Look, I have carefully curated my entire lifestyle so that I don’t have to know or care about the pop culture references or aesthetic sensibilities of anyone born after 2002. So it’s not entirely clear to me if the kids today are into ghastly backpacks that look like a nightmare version of human head with a zipped-up mouth, or if the brains behind Walker-Browne Amalgamated Humor Industries LLC, who I assume have curated their lifestyles so that they don’t have to know or care about the pop culture references or aesthetic sensibilities of anyone born after 1964, just assume that this is a thing the kids today are into.

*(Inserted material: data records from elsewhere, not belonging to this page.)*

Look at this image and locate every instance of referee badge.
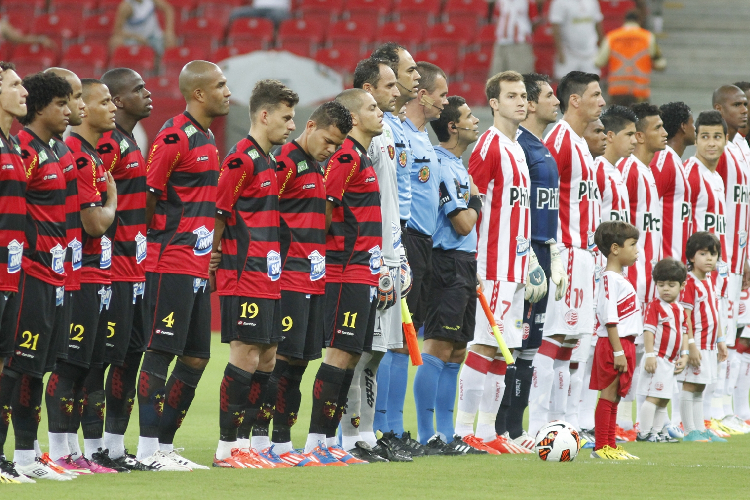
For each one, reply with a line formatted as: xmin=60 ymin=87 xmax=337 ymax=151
xmin=387 ymin=145 xmax=395 ymax=160
xmin=398 ymin=151 xmax=407 ymax=167
xmin=418 ymin=165 xmax=430 ymax=182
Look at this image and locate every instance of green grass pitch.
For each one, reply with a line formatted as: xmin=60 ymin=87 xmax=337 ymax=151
xmin=4 ymin=334 xmax=749 ymax=500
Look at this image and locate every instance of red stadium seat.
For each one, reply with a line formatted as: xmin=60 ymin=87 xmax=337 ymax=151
xmin=31 ymin=13 xmax=79 ymax=47
xmin=110 ymin=44 xmax=156 ymax=76
xmin=210 ymin=44 xmax=260 ymax=63
xmin=49 ymin=0 xmax=97 ymax=18
xmin=1 ymin=11 xmax=33 ymax=33
xmin=376 ymin=21 xmax=425 ymax=50
xmin=344 ymin=0 xmax=391 ymax=17
xmin=162 ymin=46 xmax=209 ymax=75
xmin=2 ymin=0 xmax=46 ymax=15
xmin=414 ymin=49 xmax=459 ymax=75
xmin=297 ymin=0 xmax=345 ymax=13
xmin=80 ymin=14 xmax=115 ymax=45
xmin=459 ymin=48 xmax=492 ymax=80
xmin=426 ymin=22 xmax=473 ymax=47
xmin=278 ymin=18 xmax=326 ymax=48
xmin=532 ymin=23 xmax=554 ymax=45
xmin=178 ymin=18 xmax=224 ymax=49
xmin=297 ymin=7 xmax=340 ymax=26
xmin=11 ymin=44 xmax=59 ymax=77
xmin=227 ymin=17 xmax=275 ymax=47
xmin=395 ymin=0 xmax=440 ymax=17
xmin=444 ymin=11 xmax=484 ymax=28
xmin=474 ymin=23 xmax=496 ymax=50
xmin=197 ymin=2 xmax=239 ymax=27
xmin=444 ymin=0 xmax=487 ymax=16
xmin=276 ymin=38 xmax=316 ymax=58
xmin=327 ymin=19 xmax=377 ymax=46
xmin=533 ymin=44 xmax=555 ymax=76
xmin=453 ymin=79 xmax=486 ymax=107
xmin=600 ymin=0 xmax=636 ymax=16
xmin=145 ymin=75 xmax=182 ymax=100
xmin=314 ymin=46 xmax=362 ymax=74
xmin=61 ymin=43 xmax=108 ymax=78
xmin=344 ymin=10 xmax=385 ymax=28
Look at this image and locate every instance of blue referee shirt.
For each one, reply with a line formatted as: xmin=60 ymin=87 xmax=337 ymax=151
xmin=433 ymin=146 xmax=477 ymax=253
xmin=517 ymin=126 xmax=559 ymax=244
xmin=404 ymin=118 xmax=439 ymax=236
xmin=384 ymin=112 xmax=412 ymax=221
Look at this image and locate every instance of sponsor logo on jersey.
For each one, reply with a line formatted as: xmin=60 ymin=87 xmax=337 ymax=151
xmin=577 ymin=180 xmax=597 ymax=201
xmin=681 ymin=202 xmax=691 ymax=221
xmin=398 ymin=151 xmax=407 ymax=167
xmin=119 ymin=138 xmax=129 ymax=154
xmin=44 ymin=174 xmax=58 ymax=180
xmin=248 ymin=149 xmax=260 ymax=160
xmin=267 ymin=250 xmax=281 ymax=281
xmin=509 ymin=186 xmax=530 ymax=207
xmin=308 ymin=250 xmax=325 ymax=281
xmin=197 ymin=155 xmax=209 ymax=162
xmin=733 ymin=184 xmax=750 ymax=204
xmin=135 ymin=232 xmax=147 ymax=264
xmin=69 ymin=238 xmax=82 ymax=270
xmin=99 ymin=285 xmax=112 ymax=312
xmin=7 ymin=240 xmax=22 ymax=274
xmin=100 ymin=235 xmax=112 ymax=269
xmin=0 ymin=164 xmax=13 ymax=171
xmin=642 ymin=212 xmax=661 ymax=232
xmin=392 ymin=221 xmax=401 ymax=249
xmin=594 ymin=264 xmax=604 ymax=283
xmin=184 ymin=124 xmax=198 ymax=138
xmin=368 ymin=246 xmax=382 ymax=274
xmin=535 ymin=187 xmax=559 ymax=209
xmin=126 ymin=161 xmax=139 ymax=169
xmin=260 ymin=180 xmax=271 ymax=188
xmin=418 ymin=165 xmax=430 ymax=182
xmin=717 ymin=260 xmax=729 ymax=278
xmin=587 ymin=231 xmax=596 ymax=250
xmin=51 ymin=243 xmax=66 ymax=274
xmin=38 ymin=150 xmax=48 ymax=163
xmin=365 ymin=176 xmax=376 ymax=183
xmin=133 ymin=281 xmax=145 ymax=304
xmin=704 ymin=213 xmax=726 ymax=234
xmin=55 ymin=286 xmax=64 ymax=306
xmin=192 ymin=226 xmax=213 ymax=255
xmin=302 ymin=182 xmax=315 ymax=190
xmin=740 ymin=231 xmax=748 ymax=249
xmin=522 ymin=323 xmax=530 ymax=340
xmin=296 ymin=160 xmax=308 ymax=173
xmin=516 ymin=236 xmax=530 ymax=256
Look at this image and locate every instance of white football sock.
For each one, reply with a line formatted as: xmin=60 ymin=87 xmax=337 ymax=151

Either way, I don’t care for it.

Dick Tracy, 3/31/22

Every time we’ve seen a performance from Vitamin’s new talent who parodies Tonsils, a cacophonic singer who almost killed Dick Tracy, he’s drawn with his arms like that. He’s not supposed to have six arms (you have to clarify these things with Dick Tracy, though if the did have six arms he’d be named something like “Sixarm” or “Armsix”), so I guess it’s supposed to represent a gesture of some sort, and this other lady is doing it too, now, so: fine, I’ll ask. What is it. What’s the gesture. Is it a jerk-off motion. Is “oh the rainbow turned muddy” some kind of code for masturbation that I’m unfamiliar with. I’m almost as grumpy as Dick is here.

Crankshaft, 3/31/22

Look, I don’t care if Crankshaft dies because he didn’t take his pills, or because he took too many of his pills. I just want him dead. It honestly doesn’t really even need to be pill related.